A recent academic study showed a strong employer brand leads to more applicants, and this study reveals the same is true if employers want to retain existing workers. A 1-star increase (on a scale from 1 to 5) in the overall company rating on Glassdoor boosts the likelihood an employee will stay at their employer by a statistically significant 4 percent when they transition to their next job. In addition, past research has shown that both the quality of career opportunities and culture and values of a company drive overall employee satisfaction. This study confirms that these factors also drive retention. A 1-star increase in career opportunities and culture and values ratings on Glassdoor raises the odds that employees will stay at their companies when moving into their next role by 5 percent, respectively. Three workplace factors studied did not have a statistically significant effect on employee turnover: work-life balance, senior leadership and compensation and benefits ratings.

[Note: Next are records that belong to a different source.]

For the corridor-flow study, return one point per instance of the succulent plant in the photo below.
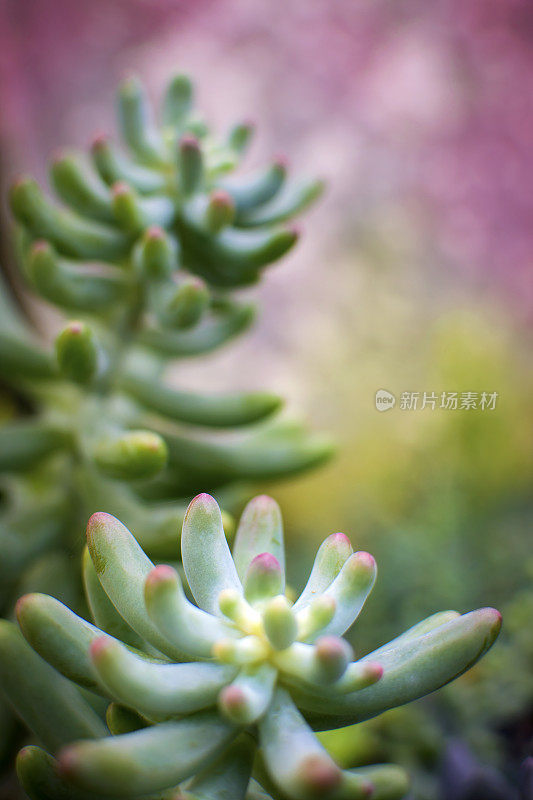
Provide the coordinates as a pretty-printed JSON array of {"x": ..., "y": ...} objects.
[
  {"x": 143, "y": 252},
  {"x": 221, "y": 698}
]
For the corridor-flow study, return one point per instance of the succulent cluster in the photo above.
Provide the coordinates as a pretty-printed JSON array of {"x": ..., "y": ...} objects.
[
  {"x": 143, "y": 251},
  {"x": 221, "y": 697}
]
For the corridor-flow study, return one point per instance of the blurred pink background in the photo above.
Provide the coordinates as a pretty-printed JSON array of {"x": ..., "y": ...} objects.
[{"x": 418, "y": 113}]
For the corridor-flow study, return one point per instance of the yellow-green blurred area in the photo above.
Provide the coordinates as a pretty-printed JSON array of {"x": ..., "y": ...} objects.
[{"x": 441, "y": 497}]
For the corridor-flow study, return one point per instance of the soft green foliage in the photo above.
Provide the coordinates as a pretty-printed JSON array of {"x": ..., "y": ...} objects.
[
  {"x": 223, "y": 697},
  {"x": 143, "y": 251}
]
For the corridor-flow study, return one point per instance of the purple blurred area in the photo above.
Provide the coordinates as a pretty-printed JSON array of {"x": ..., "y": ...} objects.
[{"x": 413, "y": 110}]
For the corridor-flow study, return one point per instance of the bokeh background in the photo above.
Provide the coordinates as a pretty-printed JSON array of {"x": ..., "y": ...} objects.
[{"x": 414, "y": 274}]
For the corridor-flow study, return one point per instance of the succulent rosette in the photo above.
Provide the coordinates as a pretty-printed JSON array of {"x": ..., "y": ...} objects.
[{"x": 218, "y": 689}]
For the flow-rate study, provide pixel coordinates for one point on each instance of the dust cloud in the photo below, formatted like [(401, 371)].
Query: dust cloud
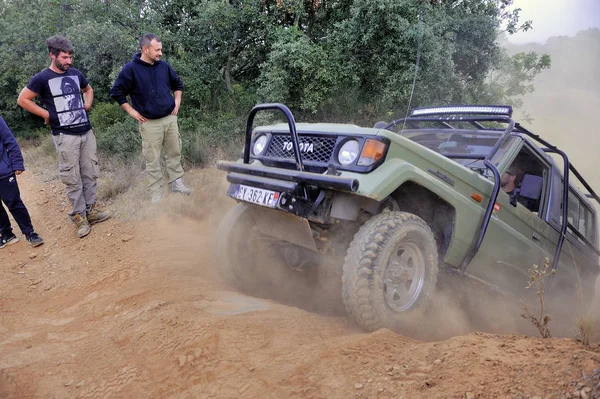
[(566, 99)]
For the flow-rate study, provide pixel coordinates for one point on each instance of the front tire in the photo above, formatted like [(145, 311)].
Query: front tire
[(390, 273)]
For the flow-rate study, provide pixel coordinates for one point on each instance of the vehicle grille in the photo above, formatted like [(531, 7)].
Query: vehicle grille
[(321, 147)]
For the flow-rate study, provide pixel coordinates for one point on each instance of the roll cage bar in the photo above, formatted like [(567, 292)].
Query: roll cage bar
[(448, 117)]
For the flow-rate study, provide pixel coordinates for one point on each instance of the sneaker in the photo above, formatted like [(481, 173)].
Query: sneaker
[(178, 187), (8, 240), (34, 240), (83, 226), (96, 216)]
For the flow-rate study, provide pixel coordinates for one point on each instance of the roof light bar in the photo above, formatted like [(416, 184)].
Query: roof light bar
[(505, 110)]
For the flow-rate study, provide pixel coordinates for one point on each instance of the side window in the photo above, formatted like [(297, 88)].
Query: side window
[(579, 215), (583, 218), (526, 180)]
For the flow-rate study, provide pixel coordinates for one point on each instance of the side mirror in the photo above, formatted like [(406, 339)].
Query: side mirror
[(531, 187)]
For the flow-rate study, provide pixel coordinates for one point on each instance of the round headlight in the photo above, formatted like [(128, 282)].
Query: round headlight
[(259, 145), (349, 152)]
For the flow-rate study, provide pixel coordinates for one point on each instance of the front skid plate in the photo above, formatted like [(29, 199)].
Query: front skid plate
[(284, 226)]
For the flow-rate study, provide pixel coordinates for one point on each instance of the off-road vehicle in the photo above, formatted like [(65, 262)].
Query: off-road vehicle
[(392, 212)]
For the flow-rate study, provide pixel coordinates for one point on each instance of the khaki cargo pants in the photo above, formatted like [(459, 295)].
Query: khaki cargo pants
[(78, 168), (161, 134)]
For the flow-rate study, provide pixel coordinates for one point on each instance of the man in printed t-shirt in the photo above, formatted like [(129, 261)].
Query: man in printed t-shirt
[(61, 87)]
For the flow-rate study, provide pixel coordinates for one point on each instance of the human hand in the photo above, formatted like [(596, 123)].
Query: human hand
[(137, 116)]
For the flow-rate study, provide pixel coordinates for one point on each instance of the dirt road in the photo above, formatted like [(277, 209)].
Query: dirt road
[(135, 310)]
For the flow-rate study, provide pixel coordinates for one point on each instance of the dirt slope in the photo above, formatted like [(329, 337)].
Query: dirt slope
[(135, 310)]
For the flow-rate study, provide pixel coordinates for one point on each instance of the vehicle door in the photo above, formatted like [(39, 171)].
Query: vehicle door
[(517, 237), (573, 282)]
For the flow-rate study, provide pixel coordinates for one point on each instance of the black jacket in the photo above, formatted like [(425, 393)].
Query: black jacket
[(149, 86), (11, 158)]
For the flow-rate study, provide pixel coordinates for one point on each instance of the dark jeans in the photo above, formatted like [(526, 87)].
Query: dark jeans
[(11, 197)]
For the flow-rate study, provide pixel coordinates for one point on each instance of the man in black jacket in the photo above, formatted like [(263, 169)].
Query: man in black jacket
[(149, 81), (11, 164)]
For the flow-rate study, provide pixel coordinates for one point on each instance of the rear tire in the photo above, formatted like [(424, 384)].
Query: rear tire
[(390, 273)]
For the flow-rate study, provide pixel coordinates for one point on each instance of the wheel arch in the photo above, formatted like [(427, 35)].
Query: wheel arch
[(439, 214)]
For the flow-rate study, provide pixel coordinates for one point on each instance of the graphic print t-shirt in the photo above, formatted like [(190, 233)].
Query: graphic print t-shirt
[(61, 95)]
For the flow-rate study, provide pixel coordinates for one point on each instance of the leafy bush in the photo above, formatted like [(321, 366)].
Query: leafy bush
[(122, 139)]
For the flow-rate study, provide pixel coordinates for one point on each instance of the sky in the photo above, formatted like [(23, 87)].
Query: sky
[(556, 18)]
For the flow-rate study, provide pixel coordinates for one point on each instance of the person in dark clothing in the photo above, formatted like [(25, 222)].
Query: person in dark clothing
[(149, 82), (67, 97), (511, 179), (11, 165)]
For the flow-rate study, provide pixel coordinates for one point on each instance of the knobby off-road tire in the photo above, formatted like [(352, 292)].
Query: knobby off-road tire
[(390, 273)]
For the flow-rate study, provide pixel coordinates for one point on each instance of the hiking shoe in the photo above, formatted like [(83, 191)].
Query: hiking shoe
[(96, 216), (34, 240), (178, 187), (8, 240), (83, 226)]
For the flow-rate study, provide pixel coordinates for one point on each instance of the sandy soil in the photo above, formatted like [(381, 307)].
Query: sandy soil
[(135, 310)]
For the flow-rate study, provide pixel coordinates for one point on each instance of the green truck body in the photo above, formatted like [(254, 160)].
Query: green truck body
[(480, 231)]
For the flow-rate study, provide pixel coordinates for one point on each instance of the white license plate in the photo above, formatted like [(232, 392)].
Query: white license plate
[(257, 196)]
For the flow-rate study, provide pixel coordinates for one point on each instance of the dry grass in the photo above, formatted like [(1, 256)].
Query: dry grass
[(584, 329), (538, 278), (40, 158)]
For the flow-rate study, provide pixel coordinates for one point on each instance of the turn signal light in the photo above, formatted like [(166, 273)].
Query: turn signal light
[(372, 152)]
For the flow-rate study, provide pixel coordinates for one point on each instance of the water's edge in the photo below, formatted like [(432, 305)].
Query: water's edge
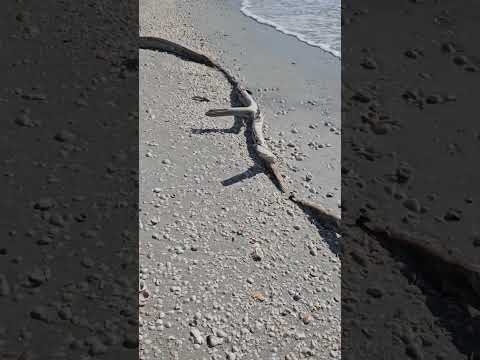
[(262, 20)]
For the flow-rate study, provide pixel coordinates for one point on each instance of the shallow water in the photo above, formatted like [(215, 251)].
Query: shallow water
[(316, 22)]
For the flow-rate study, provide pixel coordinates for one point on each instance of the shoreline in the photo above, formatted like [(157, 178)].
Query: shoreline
[(286, 32), (226, 259), (313, 76)]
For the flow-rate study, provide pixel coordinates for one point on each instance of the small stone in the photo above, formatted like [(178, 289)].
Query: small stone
[(213, 341), (307, 318), (375, 292), (257, 295), (197, 336), (65, 136), (257, 254)]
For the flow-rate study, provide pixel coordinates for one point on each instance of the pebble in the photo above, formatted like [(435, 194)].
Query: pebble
[(213, 341), (197, 336)]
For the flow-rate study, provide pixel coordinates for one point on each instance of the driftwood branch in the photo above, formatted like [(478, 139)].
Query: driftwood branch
[(249, 109)]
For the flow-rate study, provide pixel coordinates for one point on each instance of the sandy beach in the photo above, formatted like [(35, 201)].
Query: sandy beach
[(233, 269)]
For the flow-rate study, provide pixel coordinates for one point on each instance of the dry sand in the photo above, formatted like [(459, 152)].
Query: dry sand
[(234, 270)]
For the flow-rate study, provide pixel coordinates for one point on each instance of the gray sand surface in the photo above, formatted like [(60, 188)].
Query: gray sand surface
[(234, 270)]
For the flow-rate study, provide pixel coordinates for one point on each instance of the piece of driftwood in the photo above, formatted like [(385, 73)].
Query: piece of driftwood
[(249, 109)]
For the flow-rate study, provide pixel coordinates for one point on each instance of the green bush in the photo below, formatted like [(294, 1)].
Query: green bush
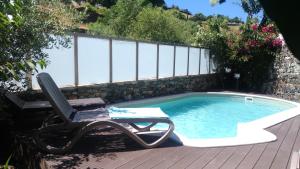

Increased Pay, Increased Likelihood of Retaining Employees

Salary continues to be an important part of an employee’s decision to move into a new role. According to our study, when changing jobs, employees earn a 5.2 percent pay increase on average when they make a job transition. The statistical analysis in this study found that a 10 percent increase in base pay increases the odds an employee will stay at the company by 1.5 percent.

“While it is important to provide upward career paths for workers, a simple job title promotion may not be enough. Maintaining competitive base pay is an important part of reducing turnover,” Chamberlain added. “For recruiters, understanding competitive market value for potential candidates could be the difference between making the hire and losing the talent to an internal move within their current company.”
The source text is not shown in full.